You Can’t Chase Every Customer

As entrepreneurs, we chase revenue wherever we can find it, often without fully considering whether we are winning the customer base we really want or whether we are taking time away from the customers we should be chasing. At IncentOne, one day it was health plans, the next it was employers, the next it was distribution channels. In the beginning, you are willing to talk to anyone about your service because you are looking for positive feedback and validation. I am sure that when I took an Amtrak train to Boston, I tried to sell my health reward solution to the Amtrak employee that ran the concession stand.
We have this desire to go after any customer that shows interest—even if the customer is highly unlikely to need or want your solution. “We can go everywhere. We will go anywhere.” This is often the revenue strategy of the entrepreneur. Your perspective is, money is money, and we need more money.

It is natural to chase revenue. It is also natural to believe that everyone wants your product or service. But this isn’t as harmless as it sounds.
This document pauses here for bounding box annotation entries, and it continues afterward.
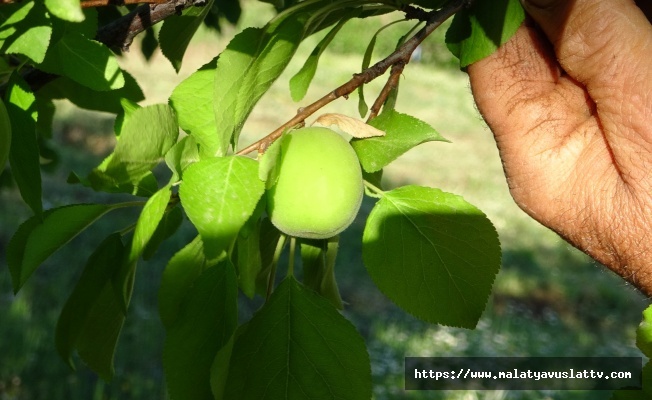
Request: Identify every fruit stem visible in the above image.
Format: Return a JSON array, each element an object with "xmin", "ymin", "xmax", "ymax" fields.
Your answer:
[
  {"xmin": 362, "ymin": 180, "xmax": 385, "ymax": 199},
  {"xmin": 265, "ymin": 235, "xmax": 287, "ymax": 301},
  {"xmin": 288, "ymin": 236, "xmax": 297, "ymax": 277}
]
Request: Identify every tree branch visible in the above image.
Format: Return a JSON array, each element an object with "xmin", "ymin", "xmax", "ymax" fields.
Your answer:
[
  {"xmin": 0, "ymin": 0, "xmax": 206, "ymax": 96},
  {"xmin": 237, "ymin": 0, "xmax": 474, "ymax": 155},
  {"xmin": 367, "ymin": 62, "xmax": 406, "ymax": 123},
  {"xmin": 95, "ymin": 0, "xmax": 206, "ymax": 51},
  {"xmin": 81, "ymin": 0, "xmax": 167, "ymax": 8}
]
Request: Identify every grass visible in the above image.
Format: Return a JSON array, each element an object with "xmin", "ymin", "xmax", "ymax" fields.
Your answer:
[{"xmin": 0, "ymin": 1, "xmax": 647, "ymax": 400}]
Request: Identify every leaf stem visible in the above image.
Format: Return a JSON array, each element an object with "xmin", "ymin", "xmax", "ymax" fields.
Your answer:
[
  {"xmin": 288, "ymin": 236, "xmax": 297, "ymax": 277},
  {"xmin": 237, "ymin": 0, "xmax": 473, "ymax": 155},
  {"xmin": 362, "ymin": 180, "xmax": 385, "ymax": 199},
  {"xmin": 265, "ymin": 231, "xmax": 287, "ymax": 301}
]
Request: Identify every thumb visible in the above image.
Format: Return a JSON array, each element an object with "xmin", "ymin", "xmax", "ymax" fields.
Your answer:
[{"xmin": 522, "ymin": 0, "xmax": 652, "ymax": 102}]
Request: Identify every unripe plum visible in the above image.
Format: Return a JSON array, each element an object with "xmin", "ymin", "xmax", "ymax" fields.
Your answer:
[{"xmin": 267, "ymin": 128, "xmax": 364, "ymax": 239}]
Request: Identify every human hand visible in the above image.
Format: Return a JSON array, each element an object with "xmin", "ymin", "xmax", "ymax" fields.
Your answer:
[{"xmin": 468, "ymin": 0, "xmax": 652, "ymax": 296}]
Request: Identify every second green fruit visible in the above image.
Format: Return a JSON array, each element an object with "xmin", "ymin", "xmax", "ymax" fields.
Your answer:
[{"xmin": 267, "ymin": 128, "xmax": 364, "ymax": 239}]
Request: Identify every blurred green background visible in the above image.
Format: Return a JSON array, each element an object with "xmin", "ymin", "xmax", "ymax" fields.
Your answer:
[{"xmin": 0, "ymin": 2, "xmax": 647, "ymax": 400}]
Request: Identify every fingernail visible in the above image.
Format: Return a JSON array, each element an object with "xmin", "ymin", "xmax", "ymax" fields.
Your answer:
[{"xmin": 521, "ymin": 0, "xmax": 561, "ymax": 11}]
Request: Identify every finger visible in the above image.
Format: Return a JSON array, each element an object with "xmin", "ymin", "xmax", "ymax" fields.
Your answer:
[
  {"xmin": 523, "ymin": 0, "xmax": 652, "ymax": 158},
  {"xmin": 468, "ymin": 24, "xmax": 609, "ymax": 211}
]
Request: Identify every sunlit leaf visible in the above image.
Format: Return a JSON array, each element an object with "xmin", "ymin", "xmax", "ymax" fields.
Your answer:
[
  {"xmin": 41, "ymin": 32, "xmax": 125, "ymax": 91},
  {"xmin": 446, "ymin": 0, "xmax": 525, "ymax": 68},
  {"xmin": 158, "ymin": 0, "xmax": 214, "ymax": 72},
  {"xmin": 213, "ymin": 13, "xmax": 308, "ymax": 156},
  {"xmin": 236, "ymin": 216, "xmax": 263, "ymax": 298},
  {"xmin": 0, "ymin": 99, "xmax": 11, "ymax": 174},
  {"xmin": 165, "ymin": 136, "xmax": 199, "ymax": 179},
  {"xmin": 89, "ymin": 104, "xmax": 179, "ymax": 194},
  {"xmin": 351, "ymin": 110, "xmax": 447, "ymax": 172},
  {"xmin": 179, "ymin": 156, "xmax": 265, "ymax": 259},
  {"xmin": 362, "ymin": 186, "xmax": 501, "ymax": 328},
  {"xmin": 45, "ymin": 0, "xmax": 84, "ymax": 22},
  {"xmin": 158, "ymin": 236, "xmax": 210, "ymax": 329},
  {"xmin": 3, "ymin": 72, "xmax": 43, "ymax": 215},
  {"xmin": 170, "ymin": 57, "xmax": 219, "ymax": 156},
  {"xmin": 290, "ymin": 8, "xmax": 361, "ymax": 101},
  {"xmin": 223, "ymin": 277, "xmax": 371, "ymax": 400},
  {"xmin": 143, "ymin": 207, "xmax": 183, "ymax": 260},
  {"xmin": 129, "ymin": 186, "xmax": 172, "ymax": 261},
  {"xmin": 37, "ymin": 71, "xmax": 145, "ymax": 114},
  {"xmin": 0, "ymin": 1, "xmax": 52, "ymax": 63}
]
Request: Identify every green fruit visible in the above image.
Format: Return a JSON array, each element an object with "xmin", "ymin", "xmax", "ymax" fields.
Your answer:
[{"xmin": 267, "ymin": 128, "xmax": 364, "ymax": 239}]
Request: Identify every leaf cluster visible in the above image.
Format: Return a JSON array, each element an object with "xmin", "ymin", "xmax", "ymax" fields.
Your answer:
[{"xmin": 0, "ymin": 0, "xmax": 523, "ymax": 400}]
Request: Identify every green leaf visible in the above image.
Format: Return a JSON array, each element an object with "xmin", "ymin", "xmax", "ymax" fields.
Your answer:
[
  {"xmin": 3, "ymin": 72, "xmax": 43, "ymax": 216},
  {"xmin": 258, "ymin": 136, "xmax": 283, "ymax": 189},
  {"xmin": 143, "ymin": 207, "xmax": 183, "ymax": 260},
  {"xmin": 129, "ymin": 185, "xmax": 172, "ymax": 262},
  {"xmin": 290, "ymin": 8, "xmax": 361, "ymax": 101},
  {"xmin": 158, "ymin": 0, "xmax": 214, "ymax": 72},
  {"xmin": 351, "ymin": 110, "xmax": 447, "ymax": 172},
  {"xmin": 179, "ymin": 156, "xmax": 265, "ymax": 259},
  {"xmin": 224, "ymin": 277, "xmax": 371, "ymax": 400},
  {"xmin": 45, "ymin": 0, "xmax": 84, "ymax": 22},
  {"xmin": 0, "ymin": 2, "xmax": 52, "ymax": 63},
  {"xmin": 56, "ymin": 233, "xmax": 125, "ymax": 368},
  {"xmin": 211, "ymin": 335, "xmax": 235, "ymax": 399},
  {"xmin": 37, "ymin": 71, "xmax": 145, "ymax": 114},
  {"xmin": 636, "ymin": 306, "xmax": 652, "ymax": 358},
  {"xmin": 77, "ymin": 264, "xmax": 125, "ymax": 381},
  {"xmin": 40, "ymin": 32, "xmax": 125, "ymax": 92},
  {"xmin": 446, "ymin": 0, "xmax": 525, "ymax": 68},
  {"xmin": 163, "ymin": 259, "xmax": 238, "ymax": 400},
  {"xmin": 300, "ymin": 236, "xmax": 344, "ymax": 310},
  {"xmin": 362, "ymin": 186, "xmax": 500, "ymax": 328},
  {"xmin": 0, "ymin": 99, "xmax": 11, "ymax": 174},
  {"xmin": 88, "ymin": 104, "xmax": 179, "ymax": 190},
  {"xmin": 165, "ymin": 136, "xmax": 199, "ymax": 179},
  {"xmin": 158, "ymin": 236, "xmax": 209, "ymax": 329},
  {"xmin": 235, "ymin": 214, "xmax": 263, "ymax": 298},
  {"xmin": 211, "ymin": 13, "xmax": 308, "ymax": 156},
  {"xmin": 169, "ymin": 57, "xmax": 219, "ymax": 156},
  {"xmin": 7, "ymin": 203, "xmax": 119, "ymax": 292},
  {"xmin": 256, "ymin": 218, "xmax": 281, "ymax": 296}
]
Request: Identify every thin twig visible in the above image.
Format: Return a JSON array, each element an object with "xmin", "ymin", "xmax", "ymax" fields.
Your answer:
[
  {"xmin": 367, "ymin": 62, "xmax": 405, "ymax": 122},
  {"xmin": 81, "ymin": 0, "xmax": 167, "ymax": 8},
  {"xmin": 237, "ymin": 0, "xmax": 473, "ymax": 155},
  {"xmin": 95, "ymin": 0, "xmax": 206, "ymax": 51}
]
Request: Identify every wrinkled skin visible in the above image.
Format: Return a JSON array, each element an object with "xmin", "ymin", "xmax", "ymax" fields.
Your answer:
[{"xmin": 468, "ymin": 0, "xmax": 652, "ymax": 296}]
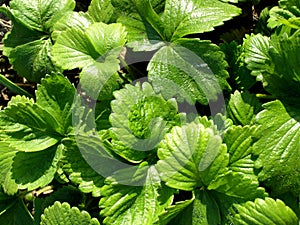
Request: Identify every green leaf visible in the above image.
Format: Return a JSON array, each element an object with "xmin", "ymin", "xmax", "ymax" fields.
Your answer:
[
  {"xmin": 268, "ymin": 0, "xmax": 300, "ymax": 29},
  {"xmin": 99, "ymin": 164, "xmax": 173, "ymax": 225},
  {"xmin": 52, "ymin": 22, "xmax": 126, "ymax": 69},
  {"xmin": 253, "ymin": 100, "xmax": 300, "ymax": 193},
  {"xmin": 233, "ymin": 198, "xmax": 298, "ymax": 225},
  {"xmin": 9, "ymin": 39, "xmax": 60, "ymax": 82},
  {"xmin": 10, "ymin": 0, "xmax": 75, "ymax": 32},
  {"xmin": 224, "ymin": 126, "xmax": 256, "ymax": 164},
  {"xmin": 51, "ymin": 11, "xmax": 93, "ymax": 40},
  {"xmin": 147, "ymin": 39, "xmax": 229, "ymax": 104},
  {"xmin": 11, "ymin": 145, "xmax": 63, "ymax": 190},
  {"xmin": 0, "ymin": 189, "xmax": 34, "ymax": 225},
  {"xmin": 244, "ymin": 32, "xmax": 300, "ymax": 103},
  {"xmin": 0, "ymin": 142, "xmax": 18, "ymax": 195},
  {"xmin": 41, "ymin": 202, "xmax": 100, "ymax": 225},
  {"xmin": 87, "ymin": 0, "xmax": 114, "ymax": 23},
  {"xmin": 226, "ymin": 91, "xmax": 261, "ymax": 126},
  {"xmin": 34, "ymin": 186, "xmax": 82, "ymax": 224},
  {"xmin": 36, "ymin": 73, "xmax": 75, "ymax": 134},
  {"xmin": 155, "ymin": 198, "xmax": 194, "ymax": 225},
  {"xmin": 0, "ymin": 96, "xmax": 60, "ymax": 152},
  {"xmin": 157, "ymin": 123, "xmax": 229, "ymax": 191},
  {"xmin": 110, "ymin": 83, "xmax": 183, "ymax": 162},
  {"xmin": 61, "ymin": 140, "xmax": 104, "ymax": 197},
  {"xmin": 161, "ymin": 0, "xmax": 241, "ymax": 42},
  {"xmin": 208, "ymin": 171, "xmax": 267, "ymax": 200}
]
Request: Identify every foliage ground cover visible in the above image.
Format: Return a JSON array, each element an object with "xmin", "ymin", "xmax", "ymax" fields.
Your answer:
[{"xmin": 0, "ymin": 0, "xmax": 300, "ymax": 225}]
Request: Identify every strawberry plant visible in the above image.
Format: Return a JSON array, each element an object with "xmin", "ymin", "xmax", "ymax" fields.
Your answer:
[{"xmin": 0, "ymin": 0, "xmax": 300, "ymax": 225}]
“Don’t chase every customer.” 

Problems With Chasing Every Customer

  • First – you have limited resources and your scarcest resource is time. Every minute you spend on one activity is a minute you don’t spend on another
  • Second – every new type of customer you chase requires you to learn the market, find those customers, create the right marketing message, hire people with market knowledge and develop credibility in that market. Doing that for one type of customer is hard enough. Trying to do it for multiple customer types is impossible.
  • Third – it is natural that you will encounter resistance from customers, especially if you are doing something new. It will take time to learn how to overcome objections or to help customers understand the value of your offering. If you are not committed to a path, you are likely to turn to another path when you do encounter the resistance as opposed to creatively working through it and learning what you need to know about that market segment and how to tailor your approach to the market. Going after every customer opportunity, or market segment, or responding to the inquiry of the day, seems like the fastest path to revenue, but often can be a real distraction from gaining traction in a market.